The companies began pooling their collective resources and knowledge around seven months ago. Promarin provided the initial design for the triple-blade propeller, and RAMLAB was in charge of the main manufacturing stage, fabricated the piece using innovative Wire Arc Additive Manufacturing (WAAM) techniques. This was supported by Autodesk’s expertise in software, robotics and additive manufacturing. Damen provided one of its vessels from the Stan Tug 1606 range in order to help out with testing the propeller, as well as contributing crucial research and development expertise.

August of this year saw the successful completion of the first WAAMpeller prototype, which gave the team a significant confidence boost and the ability to move forward with a lot fewer uncertainties. According to Vincent Wegener, Managing Director of RAMLAB, “Production of the second WAAMpeller was greatly improved because we had learned a lot from producing the prototype. This mainly concerned the hardware/software interaction because, when laying down 298 layers of Nickel Aluminium Bronze alloy, it is important to have a tight control on all process parameters.”

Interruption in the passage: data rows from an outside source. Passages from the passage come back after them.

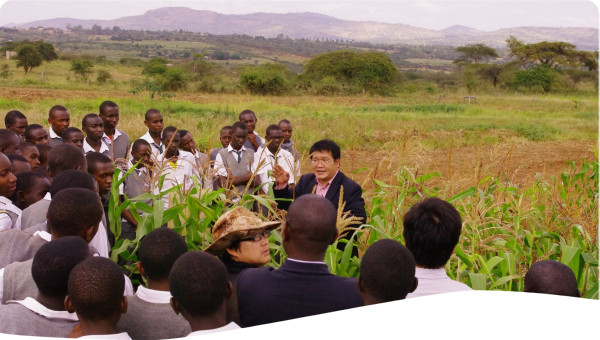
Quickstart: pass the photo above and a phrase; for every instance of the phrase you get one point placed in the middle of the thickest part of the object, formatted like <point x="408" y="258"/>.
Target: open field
<point x="502" y="161"/>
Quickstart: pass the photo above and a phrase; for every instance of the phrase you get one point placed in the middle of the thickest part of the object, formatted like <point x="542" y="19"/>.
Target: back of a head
<point x="159" y="250"/>
<point x="54" y="261"/>
<point x="198" y="282"/>
<point x="74" y="210"/>
<point x="65" y="156"/>
<point x="312" y="219"/>
<point x="431" y="231"/>
<point x="96" y="288"/>
<point x="387" y="271"/>
<point x="72" y="179"/>
<point x="551" y="277"/>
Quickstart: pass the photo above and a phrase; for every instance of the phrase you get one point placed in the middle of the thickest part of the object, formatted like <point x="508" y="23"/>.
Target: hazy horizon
<point x="487" y="15"/>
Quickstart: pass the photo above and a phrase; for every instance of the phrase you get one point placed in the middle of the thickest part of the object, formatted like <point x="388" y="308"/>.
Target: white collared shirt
<point x="88" y="148"/>
<point x="220" y="168"/>
<point x="264" y="160"/>
<point x="36" y="307"/>
<point x="53" y="134"/>
<point x="230" y="326"/>
<point x="153" y="295"/>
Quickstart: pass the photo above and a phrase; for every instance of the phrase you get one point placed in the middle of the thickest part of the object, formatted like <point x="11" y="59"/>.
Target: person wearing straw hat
<point x="241" y="241"/>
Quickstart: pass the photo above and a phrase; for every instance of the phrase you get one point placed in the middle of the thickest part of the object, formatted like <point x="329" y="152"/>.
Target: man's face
<point x="32" y="154"/>
<point x="238" y="138"/>
<point x="8" y="181"/>
<point x="103" y="175"/>
<point x="171" y="140"/>
<point x="274" y="139"/>
<point x="38" y="136"/>
<point x="323" y="165"/>
<point x="155" y="123"/>
<point x="286" y="130"/>
<point x="250" y="120"/>
<point x="59" y="120"/>
<point x="75" y="138"/>
<point x="19" y="126"/>
<point x="37" y="192"/>
<point x="187" y="143"/>
<point x="93" y="128"/>
<point x="225" y="137"/>
<point x="110" y="117"/>
<point x="144" y="153"/>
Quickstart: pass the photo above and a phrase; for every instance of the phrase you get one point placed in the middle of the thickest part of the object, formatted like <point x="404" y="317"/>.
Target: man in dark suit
<point x="303" y="285"/>
<point x="326" y="180"/>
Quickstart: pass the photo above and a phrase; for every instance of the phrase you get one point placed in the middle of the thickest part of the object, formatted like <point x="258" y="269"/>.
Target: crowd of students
<point x="56" y="278"/>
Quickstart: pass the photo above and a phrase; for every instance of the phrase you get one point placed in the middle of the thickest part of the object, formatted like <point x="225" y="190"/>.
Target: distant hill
<point x="313" y="26"/>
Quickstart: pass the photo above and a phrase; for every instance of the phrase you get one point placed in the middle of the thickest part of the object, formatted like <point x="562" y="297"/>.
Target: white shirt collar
<point x="88" y="148"/>
<point x="152" y="295"/>
<point x="36" y="307"/>
<point x="107" y="139"/>
<point x="53" y="134"/>
<point x="230" y="326"/>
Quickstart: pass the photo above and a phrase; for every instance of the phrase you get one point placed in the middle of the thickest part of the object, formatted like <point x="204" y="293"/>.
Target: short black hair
<point x="12" y="116"/>
<point x="387" y="270"/>
<point x="88" y="117"/>
<point x="32" y="127"/>
<point x="106" y="104"/>
<point x="271" y="128"/>
<point x="54" y="261"/>
<point x="6" y="137"/>
<point x="431" y="231"/>
<point x="73" y="210"/>
<point x="95" y="158"/>
<point x="239" y="125"/>
<point x="96" y="288"/>
<point x="150" y="112"/>
<point x="245" y="112"/>
<point x="63" y="157"/>
<point x="139" y="142"/>
<point x="198" y="282"/>
<point x="70" y="130"/>
<point x="56" y="108"/>
<point x="72" y="179"/>
<point x="44" y="150"/>
<point x="326" y="145"/>
<point x="159" y="250"/>
<point x="551" y="277"/>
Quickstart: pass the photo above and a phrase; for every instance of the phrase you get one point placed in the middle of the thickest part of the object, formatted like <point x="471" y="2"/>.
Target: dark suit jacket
<point x="352" y="193"/>
<point x="294" y="290"/>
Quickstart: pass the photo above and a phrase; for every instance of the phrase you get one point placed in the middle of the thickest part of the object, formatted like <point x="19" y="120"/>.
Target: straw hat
<point x="236" y="224"/>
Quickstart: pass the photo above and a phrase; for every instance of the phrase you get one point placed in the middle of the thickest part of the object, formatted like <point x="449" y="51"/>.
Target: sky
<point x="486" y="15"/>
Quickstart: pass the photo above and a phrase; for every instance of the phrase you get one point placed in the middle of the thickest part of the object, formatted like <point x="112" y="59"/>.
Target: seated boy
<point x="149" y="313"/>
<point x="200" y="289"/>
<point x="95" y="294"/>
<point x="45" y="315"/>
<point x="387" y="272"/>
<point x="31" y="187"/>
<point x="73" y="135"/>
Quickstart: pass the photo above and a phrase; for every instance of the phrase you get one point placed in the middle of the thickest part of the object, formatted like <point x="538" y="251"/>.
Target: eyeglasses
<point x="324" y="161"/>
<point x="258" y="236"/>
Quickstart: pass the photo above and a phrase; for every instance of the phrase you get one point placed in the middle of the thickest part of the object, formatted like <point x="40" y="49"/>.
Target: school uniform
<point x="264" y="161"/>
<point x="53" y="138"/>
<point x="9" y="214"/>
<point x="29" y="317"/>
<point x="150" y="316"/>
<point x="104" y="149"/>
<point x="118" y="144"/>
<point x="234" y="162"/>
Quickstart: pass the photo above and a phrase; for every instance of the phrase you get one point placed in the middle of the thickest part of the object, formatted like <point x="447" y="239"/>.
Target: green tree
<point x="82" y="67"/>
<point x="475" y="53"/>
<point x="28" y="57"/>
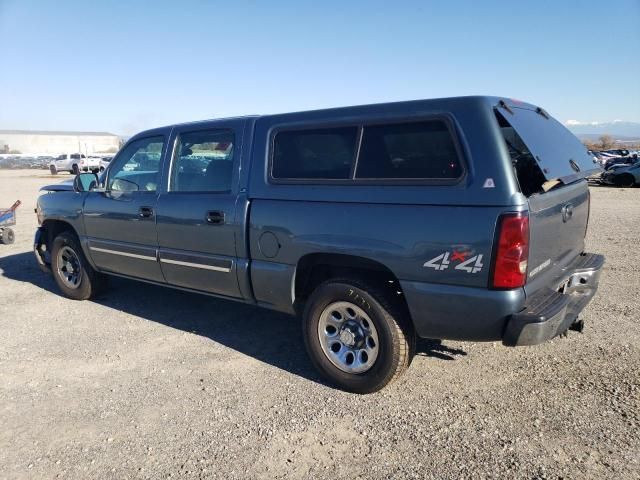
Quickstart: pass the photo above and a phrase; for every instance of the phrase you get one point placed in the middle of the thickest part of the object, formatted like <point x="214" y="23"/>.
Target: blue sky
<point x="123" y="66"/>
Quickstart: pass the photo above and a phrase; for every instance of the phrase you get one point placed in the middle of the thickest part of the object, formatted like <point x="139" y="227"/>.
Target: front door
<point x="197" y="230"/>
<point x="120" y="223"/>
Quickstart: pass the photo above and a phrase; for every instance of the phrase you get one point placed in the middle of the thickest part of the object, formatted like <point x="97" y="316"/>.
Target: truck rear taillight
<point x="512" y="252"/>
<point x="586" y="227"/>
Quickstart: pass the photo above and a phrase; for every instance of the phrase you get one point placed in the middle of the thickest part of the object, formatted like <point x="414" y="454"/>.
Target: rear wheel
<point x="71" y="271"/>
<point x="625" y="180"/>
<point x="7" y="236"/>
<point x="355" y="336"/>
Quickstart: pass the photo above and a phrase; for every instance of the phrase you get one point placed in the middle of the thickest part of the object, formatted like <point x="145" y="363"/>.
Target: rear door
<point x="197" y="229"/>
<point x="550" y="164"/>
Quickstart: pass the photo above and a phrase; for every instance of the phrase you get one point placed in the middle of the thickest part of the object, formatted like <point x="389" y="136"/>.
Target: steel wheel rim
<point x="348" y="337"/>
<point x="69" y="269"/>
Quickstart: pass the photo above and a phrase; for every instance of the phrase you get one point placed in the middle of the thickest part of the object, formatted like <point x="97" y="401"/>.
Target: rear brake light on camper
<point x="512" y="252"/>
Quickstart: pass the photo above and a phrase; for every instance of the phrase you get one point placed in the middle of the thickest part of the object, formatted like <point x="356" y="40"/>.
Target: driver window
<point x="137" y="167"/>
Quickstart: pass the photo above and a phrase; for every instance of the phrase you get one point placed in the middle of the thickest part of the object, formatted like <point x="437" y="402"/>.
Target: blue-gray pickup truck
<point x="458" y="218"/>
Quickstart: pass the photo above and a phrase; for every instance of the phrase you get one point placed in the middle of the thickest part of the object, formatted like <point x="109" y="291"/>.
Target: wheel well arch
<point x="315" y="268"/>
<point x="53" y="228"/>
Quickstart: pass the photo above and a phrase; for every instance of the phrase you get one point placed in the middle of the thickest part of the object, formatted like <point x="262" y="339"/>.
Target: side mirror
<point x="85" y="182"/>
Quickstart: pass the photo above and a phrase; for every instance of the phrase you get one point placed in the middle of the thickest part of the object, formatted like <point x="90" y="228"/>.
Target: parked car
<point x="611" y="162"/>
<point x="74" y="163"/>
<point x="104" y="162"/>
<point x="460" y="218"/>
<point x="618" y="152"/>
<point x="622" y="175"/>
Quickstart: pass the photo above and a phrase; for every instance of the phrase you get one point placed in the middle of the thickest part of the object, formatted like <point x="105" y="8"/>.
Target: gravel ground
<point x="147" y="382"/>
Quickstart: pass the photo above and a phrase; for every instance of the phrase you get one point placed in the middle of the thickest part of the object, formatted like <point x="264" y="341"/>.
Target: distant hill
<point x="618" y="129"/>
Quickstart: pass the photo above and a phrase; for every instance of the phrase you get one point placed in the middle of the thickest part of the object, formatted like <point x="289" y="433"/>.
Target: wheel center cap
<point x="347" y="337"/>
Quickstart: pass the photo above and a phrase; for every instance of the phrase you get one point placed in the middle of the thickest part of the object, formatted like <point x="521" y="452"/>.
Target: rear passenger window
<point x="314" y="154"/>
<point x="203" y="162"/>
<point x="420" y="150"/>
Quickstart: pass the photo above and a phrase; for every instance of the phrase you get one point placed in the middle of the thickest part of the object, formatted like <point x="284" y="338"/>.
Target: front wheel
<point x="71" y="271"/>
<point x="356" y="336"/>
<point x="7" y="236"/>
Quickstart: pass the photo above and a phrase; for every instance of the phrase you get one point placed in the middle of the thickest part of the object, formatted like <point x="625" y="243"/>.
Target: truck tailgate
<point x="558" y="222"/>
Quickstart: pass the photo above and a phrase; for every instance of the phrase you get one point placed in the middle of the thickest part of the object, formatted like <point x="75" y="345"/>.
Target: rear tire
<point x="72" y="272"/>
<point x="356" y="337"/>
<point x="7" y="236"/>
<point x="625" y="180"/>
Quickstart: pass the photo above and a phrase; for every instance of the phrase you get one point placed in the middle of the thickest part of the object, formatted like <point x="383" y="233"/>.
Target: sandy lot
<point x="147" y="382"/>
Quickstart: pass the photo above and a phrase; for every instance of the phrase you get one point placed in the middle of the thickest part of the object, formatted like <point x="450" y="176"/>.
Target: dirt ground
<point x="148" y="382"/>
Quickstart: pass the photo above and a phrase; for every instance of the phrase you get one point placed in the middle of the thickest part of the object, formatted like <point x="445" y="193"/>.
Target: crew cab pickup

The second prototype, once completed, was installed on a Stan Tug 1606 to see how it would fare in real-world seafaring conditions. Such tests of ship components are extensive as the parts must comply with the strict environmental rules and regulations in place in harbours across the world. The part also has to perform at a high level in terms of speed as well as in crash stop scenarios, where the ship goes from full throttle ahead to full throttle reverse, exerting a large amount of force on the propeller. “Of course, we were all a bit nervous beforehand – after all, innovation always comes with a certain amount of unknowns – but the testing was a success,” said Kees Custers, Damen Project Engineer R&D enthusiastically. “From day one, this project has been characterised by a good working atmosphere and team dynamics, so there were quite a few high-fives on board when we had successfully completed the tests!”

RAMLab itself was only opened just over a year ago, and the success of this project points to a promising future for 3D printing technology in the maritime sector. According to RAMLab CEO Allard Castelein, "This project has shown the shipbuilding industry the potential of 3D printing techniques for the production of vessel components. We continue our intensive research into this very exciting area."